The everyday landscape also becomes symbolic in Zarate’s hands: Victor finds himself in the dark of the woods as he considers exacting revenge on Grubb, and the Heath takes on a very different atmosphere between the sunbleached summer days and the dark, enveloping nights. As Victor comments on the noises of the Heath during his night-time runs: “It’s not just trees rustling in the wind. Something else is going on, beyond us.”
Zarate’s lush artwork is a treat throughout. Apart from the exquisite choices of storytelling and imagery, his expressive, almost Fauvist use of colour jumps off the page. He also has a gift for character; there’s nothing generic about any of the people who inhabit The Park, even those who just appear for a moment. They all drip with personality and life.
As the book nears its conclusion, Grubb and Chris meet up again. Each fuelled with a new gutful of resentment, they resume hostilities in an absurd, tragic-comic reflection of the slapstick scrap between Laurel and Hardy in the short film You’re Darn Tootin’, which Chris keeps watching (a fight which escalates to involve a whole town, in the same way the disupte between Grubb and Chris spreads to envelop those around them).

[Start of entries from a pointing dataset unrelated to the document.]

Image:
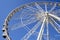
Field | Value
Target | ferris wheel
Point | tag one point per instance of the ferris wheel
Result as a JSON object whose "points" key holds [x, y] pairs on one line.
{"points": [[28, 22]]}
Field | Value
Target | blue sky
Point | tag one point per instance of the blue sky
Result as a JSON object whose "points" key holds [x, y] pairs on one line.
{"points": [[7, 5]]}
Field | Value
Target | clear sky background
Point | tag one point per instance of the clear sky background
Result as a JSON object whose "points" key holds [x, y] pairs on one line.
{"points": [[7, 5]]}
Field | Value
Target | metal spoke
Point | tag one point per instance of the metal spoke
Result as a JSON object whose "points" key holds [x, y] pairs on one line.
{"points": [[32, 8], [45, 7], [20, 25], [41, 30], [31, 31], [58, 18], [53, 25], [39, 8], [47, 28], [53, 8]]}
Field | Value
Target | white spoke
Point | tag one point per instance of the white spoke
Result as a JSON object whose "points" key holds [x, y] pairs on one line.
{"points": [[58, 18], [41, 30], [20, 25], [55, 22], [55, 27], [47, 29], [31, 32], [46, 7], [39, 8], [53, 8], [32, 8]]}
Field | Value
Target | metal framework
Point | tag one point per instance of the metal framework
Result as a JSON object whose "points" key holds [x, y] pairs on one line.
{"points": [[45, 15]]}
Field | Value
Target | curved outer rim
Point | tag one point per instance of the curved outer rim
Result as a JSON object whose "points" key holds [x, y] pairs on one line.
{"points": [[5, 25]]}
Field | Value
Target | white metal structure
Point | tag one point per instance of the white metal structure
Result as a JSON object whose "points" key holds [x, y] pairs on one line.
{"points": [[38, 12]]}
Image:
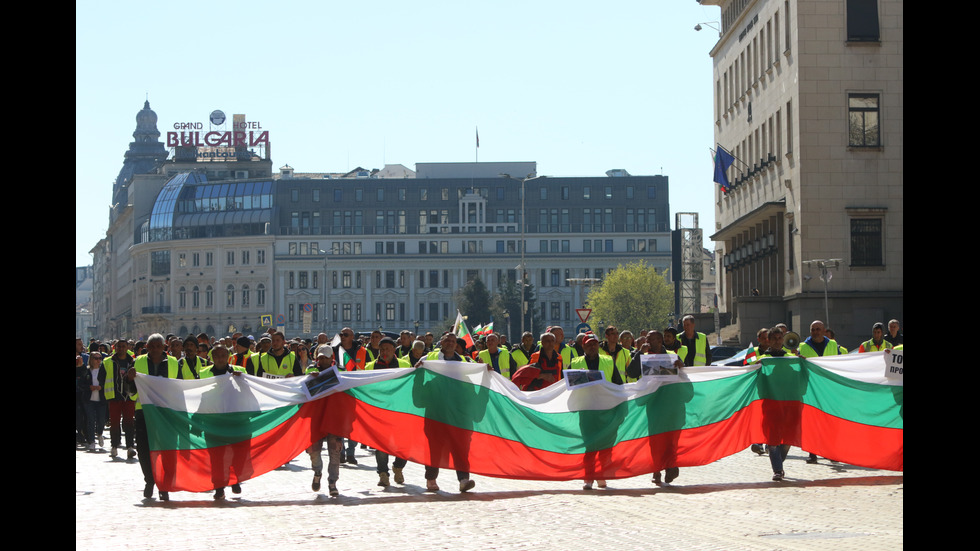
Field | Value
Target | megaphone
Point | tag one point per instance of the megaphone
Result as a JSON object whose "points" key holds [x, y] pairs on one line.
{"points": [[792, 340]]}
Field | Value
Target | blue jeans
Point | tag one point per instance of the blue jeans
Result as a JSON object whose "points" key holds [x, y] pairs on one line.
{"points": [[95, 413], [335, 446], [382, 459]]}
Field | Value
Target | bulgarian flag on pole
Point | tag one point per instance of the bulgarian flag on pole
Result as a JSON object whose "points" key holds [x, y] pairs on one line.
{"points": [[461, 331], [215, 432]]}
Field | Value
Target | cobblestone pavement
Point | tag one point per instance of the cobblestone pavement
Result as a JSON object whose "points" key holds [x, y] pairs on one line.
{"points": [[730, 504]]}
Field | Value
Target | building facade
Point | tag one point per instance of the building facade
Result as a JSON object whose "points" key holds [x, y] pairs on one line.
{"points": [[808, 97], [230, 245]]}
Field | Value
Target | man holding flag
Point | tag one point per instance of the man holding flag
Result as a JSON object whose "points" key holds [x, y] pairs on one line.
{"points": [[460, 330], [351, 356]]}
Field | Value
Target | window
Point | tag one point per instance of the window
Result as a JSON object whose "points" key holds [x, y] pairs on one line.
{"points": [[862, 21], [160, 263], [866, 242], [863, 111]]}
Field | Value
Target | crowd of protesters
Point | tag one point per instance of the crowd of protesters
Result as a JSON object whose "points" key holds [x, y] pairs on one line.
{"points": [[106, 396]]}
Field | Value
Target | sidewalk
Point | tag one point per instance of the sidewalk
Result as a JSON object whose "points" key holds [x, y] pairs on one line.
{"points": [[730, 504]]}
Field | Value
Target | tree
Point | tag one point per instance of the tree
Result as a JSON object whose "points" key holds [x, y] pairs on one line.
{"points": [[634, 297], [508, 298], [473, 301]]}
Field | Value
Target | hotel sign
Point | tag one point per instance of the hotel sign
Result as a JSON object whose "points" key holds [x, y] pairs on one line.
{"points": [[196, 134]]}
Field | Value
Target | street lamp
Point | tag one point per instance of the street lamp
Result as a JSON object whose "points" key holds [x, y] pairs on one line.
{"points": [[523, 182], [825, 266]]}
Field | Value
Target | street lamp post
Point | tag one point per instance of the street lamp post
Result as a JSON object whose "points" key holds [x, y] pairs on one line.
{"points": [[825, 266], [524, 182]]}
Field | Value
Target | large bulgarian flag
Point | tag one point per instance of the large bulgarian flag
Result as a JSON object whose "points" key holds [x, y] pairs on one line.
{"points": [[215, 432]]}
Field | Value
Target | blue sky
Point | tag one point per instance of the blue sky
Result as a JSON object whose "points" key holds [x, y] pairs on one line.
{"points": [[579, 87]]}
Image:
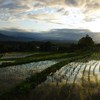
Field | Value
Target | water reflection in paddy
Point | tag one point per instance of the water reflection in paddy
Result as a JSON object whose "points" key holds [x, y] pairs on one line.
{"points": [[10, 76]]}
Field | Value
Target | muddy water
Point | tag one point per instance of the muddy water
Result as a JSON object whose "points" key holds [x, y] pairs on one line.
{"points": [[11, 76], [77, 72]]}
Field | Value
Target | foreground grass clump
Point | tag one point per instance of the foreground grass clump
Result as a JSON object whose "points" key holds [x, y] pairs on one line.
{"points": [[25, 87]]}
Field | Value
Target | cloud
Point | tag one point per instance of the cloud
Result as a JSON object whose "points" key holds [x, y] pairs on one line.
{"points": [[72, 13]]}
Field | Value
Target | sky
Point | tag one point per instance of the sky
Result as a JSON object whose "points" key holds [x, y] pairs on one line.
{"points": [[45, 15]]}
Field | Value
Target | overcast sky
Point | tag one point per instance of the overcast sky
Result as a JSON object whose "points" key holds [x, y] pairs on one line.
{"points": [[44, 15]]}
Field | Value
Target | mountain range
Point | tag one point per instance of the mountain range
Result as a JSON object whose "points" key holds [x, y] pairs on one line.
{"points": [[57, 35]]}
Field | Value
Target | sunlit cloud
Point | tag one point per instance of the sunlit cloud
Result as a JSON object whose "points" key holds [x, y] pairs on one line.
{"points": [[70, 13]]}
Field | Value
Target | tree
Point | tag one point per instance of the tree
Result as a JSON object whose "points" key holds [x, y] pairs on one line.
{"points": [[86, 41]]}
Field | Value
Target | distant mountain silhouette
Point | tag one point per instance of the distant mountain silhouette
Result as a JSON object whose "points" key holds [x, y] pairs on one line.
{"points": [[56, 35]]}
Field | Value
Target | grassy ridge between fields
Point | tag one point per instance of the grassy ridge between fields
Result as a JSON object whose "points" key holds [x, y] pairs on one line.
{"points": [[36, 58], [23, 89]]}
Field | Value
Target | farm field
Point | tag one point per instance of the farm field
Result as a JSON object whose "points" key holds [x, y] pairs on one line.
{"points": [[55, 75]]}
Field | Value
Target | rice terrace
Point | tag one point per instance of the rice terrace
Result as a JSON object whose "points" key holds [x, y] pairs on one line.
{"points": [[50, 75], [49, 49]]}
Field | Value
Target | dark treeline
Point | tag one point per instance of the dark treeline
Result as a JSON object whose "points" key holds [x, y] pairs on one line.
{"points": [[83, 43]]}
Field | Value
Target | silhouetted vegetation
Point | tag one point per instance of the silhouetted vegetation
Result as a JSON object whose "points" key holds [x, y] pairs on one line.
{"points": [[86, 42]]}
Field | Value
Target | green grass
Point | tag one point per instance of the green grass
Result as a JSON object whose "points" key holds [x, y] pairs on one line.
{"points": [[30, 83]]}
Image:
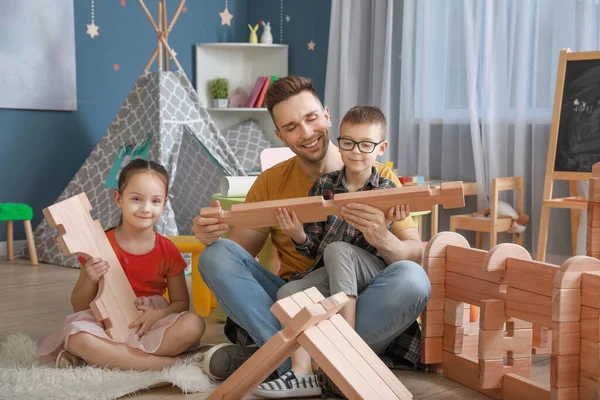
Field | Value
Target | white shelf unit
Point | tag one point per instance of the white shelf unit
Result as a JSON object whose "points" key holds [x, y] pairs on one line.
{"points": [[241, 64]]}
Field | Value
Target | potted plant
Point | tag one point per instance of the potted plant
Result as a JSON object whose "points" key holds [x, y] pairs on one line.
{"points": [[219, 88]]}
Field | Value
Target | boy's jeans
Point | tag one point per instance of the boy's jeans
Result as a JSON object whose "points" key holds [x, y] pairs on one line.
{"points": [[246, 291]]}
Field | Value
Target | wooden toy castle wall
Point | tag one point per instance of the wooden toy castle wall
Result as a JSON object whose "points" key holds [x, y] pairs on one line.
{"points": [[515, 292]]}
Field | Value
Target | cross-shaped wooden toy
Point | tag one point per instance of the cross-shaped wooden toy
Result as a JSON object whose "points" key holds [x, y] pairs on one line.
{"points": [[311, 321]]}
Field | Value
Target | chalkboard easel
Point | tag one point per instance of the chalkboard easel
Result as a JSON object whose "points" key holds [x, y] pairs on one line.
{"points": [[574, 144]]}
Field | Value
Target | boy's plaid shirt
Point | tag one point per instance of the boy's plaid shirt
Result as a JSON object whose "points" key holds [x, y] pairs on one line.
{"points": [[320, 234]]}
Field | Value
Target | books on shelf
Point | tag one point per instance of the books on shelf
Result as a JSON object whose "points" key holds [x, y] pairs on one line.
{"points": [[257, 96]]}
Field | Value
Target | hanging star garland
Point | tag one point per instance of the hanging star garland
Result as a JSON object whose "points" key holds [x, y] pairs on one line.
{"points": [[92, 28], [226, 16]]}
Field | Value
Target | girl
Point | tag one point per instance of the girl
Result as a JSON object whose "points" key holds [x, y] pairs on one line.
{"points": [[152, 264]]}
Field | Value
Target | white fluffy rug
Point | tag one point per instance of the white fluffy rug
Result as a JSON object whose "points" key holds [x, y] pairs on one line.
{"points": [[21, 377]]}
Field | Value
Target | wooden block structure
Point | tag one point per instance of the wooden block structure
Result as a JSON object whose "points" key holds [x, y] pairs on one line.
{"points": [[79, 234], [515, 294], [312, 322], [315, 208]]}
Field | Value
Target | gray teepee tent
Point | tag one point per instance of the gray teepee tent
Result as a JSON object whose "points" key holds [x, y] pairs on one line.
{"points": [[162, 120]]}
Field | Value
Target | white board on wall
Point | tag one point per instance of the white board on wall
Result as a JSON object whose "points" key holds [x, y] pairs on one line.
{"points": [[37, 55]]}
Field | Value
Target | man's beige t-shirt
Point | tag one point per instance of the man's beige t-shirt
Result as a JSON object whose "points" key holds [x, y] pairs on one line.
{"points": [[286, 180]]}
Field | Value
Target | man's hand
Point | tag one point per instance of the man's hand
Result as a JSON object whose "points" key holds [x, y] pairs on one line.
{"points": [[369, 220], [398, 213], [290, 225], [207, 230]]}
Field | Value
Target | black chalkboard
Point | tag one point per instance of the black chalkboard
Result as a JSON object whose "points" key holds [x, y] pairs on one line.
{"points": [[578, 144]]}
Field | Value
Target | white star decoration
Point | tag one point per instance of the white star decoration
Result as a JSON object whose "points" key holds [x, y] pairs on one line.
{"points": [[92, 30], [226, 17]]}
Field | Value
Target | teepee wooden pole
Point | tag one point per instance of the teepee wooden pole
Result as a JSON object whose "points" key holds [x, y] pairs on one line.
{"points": [[160, 33], [148, 15], [165, 31], [175, 16]]}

However, for all its richness, the book isn’t without flaws. As excellent as Zarate’s English is, some of the dialogue and narration occasionally betrays the slight awkwardness of the non-native speaker. And in a book that swings strongly on the notion of random encounters in a city with millions of people, there’s something a bit convenient about the way Mel and Victor are thrown together (however pleasing it is in terms of narrative symmetry). Finally, the book closes with a bit of imagery that seems slightly lacking in subtlety in comparison with what we’ve seen earlier.
Nevertheless, The Park is a fine and relevant piece of work, addressing serious themes of character, retribution and redemption in an accessible but thought-provoking way. Let’s just hope we don’t have to wait as long for Oscar Zarate’s next book.